Christ is risen indeed!
And everything is out of order.
Last night, we stood between darkness and dawn.
The nave was dim, we kindled new fire, told ancient stories,
sung psalms, and stepped into the stillness of a tomb.
We stood in the tension of dis-ease:
The women arrived at the tomb carrying spices and heavy hearts. They weren’t expecting joy. They weren’t expecting angels.
They came to do what was needed of them:
to tend to grief and to care for the body.
Instead, they found the stone rolled away,
the body gone, and their certainty shattered.
They left startled. Bewildered. And now here we are, Easter morning.
And the truth is, it’s still all out of place.
It’s dis-ordered:
The dead lives.
The grieving woman becomes the first preacher.
The garden, once a place of betrayal and death, is blooming with resurrection. The tomb is open, and God has broken the script.
Let’s be honest: we like order.
We love a plan. We crave stability, structure, predictability.
We expect life to work like a recipe—follow the instructions, get results. Beginning, middle, end.

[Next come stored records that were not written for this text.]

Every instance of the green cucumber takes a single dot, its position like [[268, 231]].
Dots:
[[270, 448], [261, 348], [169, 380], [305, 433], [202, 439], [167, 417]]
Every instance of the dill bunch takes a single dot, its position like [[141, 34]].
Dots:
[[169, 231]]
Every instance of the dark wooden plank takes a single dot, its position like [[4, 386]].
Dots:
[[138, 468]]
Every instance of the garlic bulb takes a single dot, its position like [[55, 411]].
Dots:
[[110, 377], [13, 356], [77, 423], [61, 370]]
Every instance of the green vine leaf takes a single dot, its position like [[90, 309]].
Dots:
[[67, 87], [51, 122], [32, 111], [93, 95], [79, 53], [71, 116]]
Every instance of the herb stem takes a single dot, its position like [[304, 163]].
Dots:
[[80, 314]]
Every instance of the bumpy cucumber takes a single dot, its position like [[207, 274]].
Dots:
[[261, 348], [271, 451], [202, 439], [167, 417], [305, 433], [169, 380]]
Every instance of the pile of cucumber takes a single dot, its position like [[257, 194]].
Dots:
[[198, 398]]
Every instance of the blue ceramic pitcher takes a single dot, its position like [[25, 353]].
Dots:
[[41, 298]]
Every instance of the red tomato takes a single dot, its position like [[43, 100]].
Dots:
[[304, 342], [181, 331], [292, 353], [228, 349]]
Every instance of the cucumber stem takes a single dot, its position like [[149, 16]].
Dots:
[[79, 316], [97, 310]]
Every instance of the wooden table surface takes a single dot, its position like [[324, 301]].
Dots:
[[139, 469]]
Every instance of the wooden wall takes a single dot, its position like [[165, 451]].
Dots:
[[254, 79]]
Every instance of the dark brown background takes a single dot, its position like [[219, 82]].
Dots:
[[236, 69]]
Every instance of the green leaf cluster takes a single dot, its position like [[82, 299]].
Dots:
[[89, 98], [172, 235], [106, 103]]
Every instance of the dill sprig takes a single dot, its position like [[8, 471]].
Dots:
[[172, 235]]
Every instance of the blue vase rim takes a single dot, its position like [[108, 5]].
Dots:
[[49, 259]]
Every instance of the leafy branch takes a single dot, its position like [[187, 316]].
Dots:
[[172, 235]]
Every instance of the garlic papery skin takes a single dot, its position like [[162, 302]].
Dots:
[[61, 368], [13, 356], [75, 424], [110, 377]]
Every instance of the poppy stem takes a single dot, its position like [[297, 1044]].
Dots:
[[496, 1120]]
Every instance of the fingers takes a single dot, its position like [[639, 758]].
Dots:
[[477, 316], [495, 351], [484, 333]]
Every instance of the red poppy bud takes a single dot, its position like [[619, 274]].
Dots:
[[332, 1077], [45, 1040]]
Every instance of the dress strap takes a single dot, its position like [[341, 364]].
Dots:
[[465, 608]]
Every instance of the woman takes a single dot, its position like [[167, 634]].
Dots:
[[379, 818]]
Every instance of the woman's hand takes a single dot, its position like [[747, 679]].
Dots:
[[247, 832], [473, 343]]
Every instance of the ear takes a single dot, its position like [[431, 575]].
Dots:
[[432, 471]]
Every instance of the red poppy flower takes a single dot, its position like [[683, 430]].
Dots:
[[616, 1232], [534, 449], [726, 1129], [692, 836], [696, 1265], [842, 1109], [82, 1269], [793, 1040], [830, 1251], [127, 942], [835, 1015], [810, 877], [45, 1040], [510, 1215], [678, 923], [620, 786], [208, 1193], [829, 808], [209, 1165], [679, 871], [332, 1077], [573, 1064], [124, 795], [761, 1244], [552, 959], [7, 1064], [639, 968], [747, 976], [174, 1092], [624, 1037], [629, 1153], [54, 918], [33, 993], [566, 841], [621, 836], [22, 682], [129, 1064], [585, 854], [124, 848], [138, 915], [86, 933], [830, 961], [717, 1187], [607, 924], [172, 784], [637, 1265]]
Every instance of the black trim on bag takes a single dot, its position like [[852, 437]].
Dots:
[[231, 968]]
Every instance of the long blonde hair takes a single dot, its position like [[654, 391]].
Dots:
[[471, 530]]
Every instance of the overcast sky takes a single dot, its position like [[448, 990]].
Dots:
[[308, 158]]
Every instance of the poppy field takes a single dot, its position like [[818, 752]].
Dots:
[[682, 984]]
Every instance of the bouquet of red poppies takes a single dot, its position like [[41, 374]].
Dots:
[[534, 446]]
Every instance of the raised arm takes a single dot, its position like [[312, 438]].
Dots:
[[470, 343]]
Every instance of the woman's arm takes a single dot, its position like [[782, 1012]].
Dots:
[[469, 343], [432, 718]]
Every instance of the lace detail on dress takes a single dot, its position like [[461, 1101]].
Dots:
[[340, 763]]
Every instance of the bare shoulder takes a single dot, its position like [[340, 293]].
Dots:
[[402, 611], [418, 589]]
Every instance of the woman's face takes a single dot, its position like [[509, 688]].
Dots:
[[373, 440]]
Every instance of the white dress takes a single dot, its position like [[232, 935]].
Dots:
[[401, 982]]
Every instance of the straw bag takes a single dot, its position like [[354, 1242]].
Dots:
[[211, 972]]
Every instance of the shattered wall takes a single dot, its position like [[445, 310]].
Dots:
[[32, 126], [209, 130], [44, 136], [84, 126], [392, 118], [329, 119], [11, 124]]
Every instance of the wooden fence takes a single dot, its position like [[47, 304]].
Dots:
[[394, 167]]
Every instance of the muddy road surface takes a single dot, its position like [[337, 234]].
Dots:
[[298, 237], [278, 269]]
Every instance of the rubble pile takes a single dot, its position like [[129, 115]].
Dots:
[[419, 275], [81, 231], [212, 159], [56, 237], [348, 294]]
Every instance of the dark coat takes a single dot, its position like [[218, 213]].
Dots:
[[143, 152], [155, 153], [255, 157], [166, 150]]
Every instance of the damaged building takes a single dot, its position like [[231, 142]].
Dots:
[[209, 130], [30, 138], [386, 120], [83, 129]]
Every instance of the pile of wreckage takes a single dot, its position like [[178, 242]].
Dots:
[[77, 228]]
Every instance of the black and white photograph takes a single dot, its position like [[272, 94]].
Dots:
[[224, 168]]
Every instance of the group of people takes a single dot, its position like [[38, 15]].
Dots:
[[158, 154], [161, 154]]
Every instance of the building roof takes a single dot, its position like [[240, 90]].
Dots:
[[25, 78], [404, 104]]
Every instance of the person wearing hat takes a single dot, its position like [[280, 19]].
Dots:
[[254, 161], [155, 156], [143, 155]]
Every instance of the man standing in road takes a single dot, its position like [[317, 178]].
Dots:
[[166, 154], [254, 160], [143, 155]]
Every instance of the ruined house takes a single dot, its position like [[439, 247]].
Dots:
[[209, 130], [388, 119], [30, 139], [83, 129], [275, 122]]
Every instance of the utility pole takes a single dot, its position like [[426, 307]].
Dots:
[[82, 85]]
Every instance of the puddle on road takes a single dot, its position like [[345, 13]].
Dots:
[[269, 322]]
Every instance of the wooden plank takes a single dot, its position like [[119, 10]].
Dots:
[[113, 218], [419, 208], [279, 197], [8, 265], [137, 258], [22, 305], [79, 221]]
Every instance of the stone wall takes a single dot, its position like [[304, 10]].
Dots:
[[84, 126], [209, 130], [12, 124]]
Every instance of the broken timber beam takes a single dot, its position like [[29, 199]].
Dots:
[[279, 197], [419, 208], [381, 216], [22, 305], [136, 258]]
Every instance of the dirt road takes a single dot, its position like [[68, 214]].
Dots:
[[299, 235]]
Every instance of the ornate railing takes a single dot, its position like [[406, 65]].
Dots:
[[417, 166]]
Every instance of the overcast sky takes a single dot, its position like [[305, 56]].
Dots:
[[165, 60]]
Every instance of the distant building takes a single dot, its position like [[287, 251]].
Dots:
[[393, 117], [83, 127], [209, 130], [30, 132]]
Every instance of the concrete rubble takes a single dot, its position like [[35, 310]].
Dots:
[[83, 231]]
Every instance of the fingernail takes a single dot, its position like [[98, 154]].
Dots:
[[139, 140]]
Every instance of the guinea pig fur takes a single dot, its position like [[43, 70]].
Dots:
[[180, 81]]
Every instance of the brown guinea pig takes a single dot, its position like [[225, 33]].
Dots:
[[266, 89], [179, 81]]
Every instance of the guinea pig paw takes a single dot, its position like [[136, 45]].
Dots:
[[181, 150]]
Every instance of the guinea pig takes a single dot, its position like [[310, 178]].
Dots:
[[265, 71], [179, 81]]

Morning routines of brushing teeth, making coffee, getting out the door. Legal systems, life stages, life cycles…
the transformation from caterpillar, to chrysalis, to butterfly.
Checklists, fall to winter, winter to spring, academic calendars… Church liturgy.
And in a world ordered by exclusiveness, borders, barriers, and broken systems —resurrection is God’s resounding ‘no’ to death-dealing order. And God’s wild ‘yes’ to life in all its fullness.
Easter is not orderly.
Easter is dis-orderly grace.
It is the wildness of God unbound.
It is the breaking of every assumption and every expectation— every system that tells us what can and cannot be.
Easter is a holy disruption.
It is divine mischief, undoing what the world said was final.
Consider Mary.
She comes early, before the sun has risen.
Her heart is heavy with grief, her hands full of burial spices.
She’s ready to do the decent thing—to care for the dead.
But what she finds is unexpected:
the body is missing,
a couple angels in white appear,
a figure mistaken as a gardener speaks her name.
At that moment, the whole world turns upside down.
“Mary.”
It’s not just her name. It’s a revelation.
She turns. She sees…not just Jesus, but the world made new.
She believes. And then she goes.
She becomes the first preacher—not Peter, not John, not James. Mary.
Dis-ordered.
And the kingdom of God arrives.
This is what resurrection does.
It doesn’t just comfort—it confronts.
It doesn’t just soothe—it shakes.
It doesn’t just restore—it reverses.
It upsets the foundations of the systems that thrive on death:
empire, exclusion, exploitation.
It breaks the power of fear.
It interrupts the cycles of violence and despair.
It flips tables.
It refuses to go back to “business as usual.”
Because if Christ is risen—
then the old world has come undone.
Death no longer gets the last word.
The tomb has lost its grip.
Power, fear, hatred, greed…they don’t get to tell the end of the story. Love does. And things will not be the same.
So what do we do with this holy dis-order?
How do we live in a world that’s been turned upside down by grace? How do we live when God has thrown out the rulebook and said, “Behold, I am doing a new thing”?
We do what Mary did.
We open our eyes. We listen for our name.
We turn. We go. We proclaim.
We join the resurrection movement.
We become dis-orderly people—
We are truth-tellers in a world that prefers lies.
We love when it’s easier to hate.
We hope when it seems foolish.
We forgive when revenge seems to be the better option.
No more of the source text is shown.